主要看到for迴圈處，根據workers的值（來源於kcm啟動引數concurrent-endpoint-syncs配置），啟動相應數量的goroutine，跑e.worker方法。

// pkg/controller/endpoint/endpoints_controller.go
func (e *EndpointController) Run(workers int, stopCh <-chan struct{}) {
	defer utilruntime.HandleCrash()
	defer e.queue.ShutDown()

	klog.Infof("Starting endpoint controller")
	defer klog.Infof("Shutting down endpoint controller")

	if !cache.WaitForNamedCacheSync("endpoint", stopCh, e.podsSynced, e.servicesSynced, e.endpointsSynced) {
		return
	}

	for i := 0; i < workers; i++ {
		go wait.Until(e.worker, e.workerLoopPeriod, stopCh)
	}

	go func() {
		defer utilruntime.HandleCrash()
		e.checkLeftoverEndpoints()
	}()

	<-stopCh
}

1.2.1 worker

直接看到processNextWorkItem方法，從佇列queue中取出一個key，然後呼叫e.syncService方法對該key做處理，e.syncService方法也即endpoints controller的核心處理方法，後面會做詳細分析。

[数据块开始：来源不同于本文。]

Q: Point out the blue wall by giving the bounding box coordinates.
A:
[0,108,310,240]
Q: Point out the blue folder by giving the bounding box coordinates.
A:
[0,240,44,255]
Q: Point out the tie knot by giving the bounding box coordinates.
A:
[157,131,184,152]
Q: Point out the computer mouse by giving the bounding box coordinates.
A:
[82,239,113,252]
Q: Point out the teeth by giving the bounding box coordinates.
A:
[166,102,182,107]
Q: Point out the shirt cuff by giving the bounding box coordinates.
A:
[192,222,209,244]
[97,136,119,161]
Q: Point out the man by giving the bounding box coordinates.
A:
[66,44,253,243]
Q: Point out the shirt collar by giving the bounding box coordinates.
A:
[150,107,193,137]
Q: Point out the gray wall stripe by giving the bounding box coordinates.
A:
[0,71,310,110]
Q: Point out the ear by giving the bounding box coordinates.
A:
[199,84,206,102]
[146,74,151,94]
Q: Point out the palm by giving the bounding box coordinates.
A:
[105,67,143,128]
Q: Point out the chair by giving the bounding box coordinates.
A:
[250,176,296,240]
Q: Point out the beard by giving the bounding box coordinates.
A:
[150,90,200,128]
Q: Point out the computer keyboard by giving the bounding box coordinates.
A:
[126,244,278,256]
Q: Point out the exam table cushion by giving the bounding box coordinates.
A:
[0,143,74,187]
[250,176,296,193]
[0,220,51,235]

// pkg/controller/endpoint/endpoints_controller.go
func (e *EndpointController) worker() {
	for e.processNextWorkItem() {
	}
}

func (e *EndpointController) processNextWorkItem() bool {
	eKey, quit := e.queue.Get()
	if quit {
		return false
	}
	defer e.queue.Done(eKey)

	err := e.syncService(eKey.(string))
	e.handleErr(err, eKey)

	return true
}

2.endpoints controller核心處理分析

基於tag v1.17.4

https://github.com/kubernetes/kubernetes/releases/tag/v1.17.4

直接看到syncService方法，作為endpoints controller核心處理分析的入口。

2.1 核心處理邏輯-syncService

主要邏輯：
（1）獲取service物件，當查詢不到該service物件時，刪除同名endpoints物件；
（2）當service物件的.Spec.Selector為空時，不存在對應的endpoints物件，直接返回；
（3）根據service物件的.Spec.Selector，查詢與service物件匹配的pod列表；
（4）查詢service的annotations中是否配置了TolerateUnreadyEndpoints，代表允許為unready的pod也建立endpoints，該配置將會影響下面對endpoints物件的subsets資訊的計算；
（5）遍歷service物件匹配的pod列表，找出合適的pod，計算endpoints的subsets資訊；
遍歷pod列表時如何計算出subsets？
（5.1）過濾掉pod ip為空的pod；
（5.2）當TolerateUnreadyEndpoints配置為false且pod的deletetimestamp不為空時，過濾掉該pod；
（5.3）當service沒有ports配置，且ClusterIP為None時，為headless service，呼叫addEndpointSubset函式計算subsets，計算出來的subsets中的ports資訊為空；
（5.4）當service有ports配置，遍歷ports配置，迴圈呼叫addEndpointSubset函式計算subsets（addEndpointSubset函式在後面會展開分析）。
（6）獲取endpoints物件；
（7）判斷現存endpoints物件與調諧中重新計算出來的的endpoints物件的subsets與labels是否一致，一致則無需更新，直接返回；
（8）當endpoints物件不存在時新建endpoints物件，當endpoints物件存在時更新endpoints物件。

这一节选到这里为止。